# NVIDIA drivers and OpenGL issues



## Apple Juice (May 5, 2011)

wikipedia said:
			
		

> *OpenGL Problems*
> 
> It has been reported by users as well as developers that nVidia 400-series cards have severe performance problems with 3D content-creation applications such as Autodesk Maya and 3ds Max, Blender, Rhinoceros 3D—as well as some OpenGL games—to the extent that video cards two generations older routinely outperform 400-series in such applications and games. The problem, which affects any OpenGL application using textures, involves accessing framebuffer contents or storing data on the GPU. So far, one customer using an OpenGL based application got a response from nVidia support indicating that the behavior is expected in the GeForce 400 line of cards, and no software update is available to improve the performance of the hardware.

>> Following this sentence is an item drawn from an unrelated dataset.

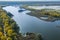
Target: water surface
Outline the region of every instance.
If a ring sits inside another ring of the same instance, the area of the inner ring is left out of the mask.
[[[37,17],[27,15],[30,12],[28,10],[18,12],[19,6],[6,6],[3,8],[7,12],[14,15],[13,19],[20,26],[20,32],[35,32],[41,33],[44,40],[60,40],[60,20],[54,22],[48,22],[41,20]]]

The problem can be worked around with a hack by using a CUDA memory copy to access the buffer object.


GeForce 400 Series - Wikipedia, the free encyclopedia


user facing problem with autodesk maya: Maya 2011 openGL viewport issues - NVIDIA Forums

these problems still exist in 500 series and still not fixed.


----------



## Liverpool_fan (May 5, 2011)

[Solved] Does Nvidia gtx 500 series have OpenGL issues like the 400 series? - Nvidia - Graphic-Displays

So nVidia is "inducing" bugs in their drivers to people buy their Quadro cards? 

So much so for nVidia making great drivers...


----------



## Joker (May 6, 2011)

i heard some ppl said nvidia made great linux drivers? 

amd cards have great foss drivers.


----------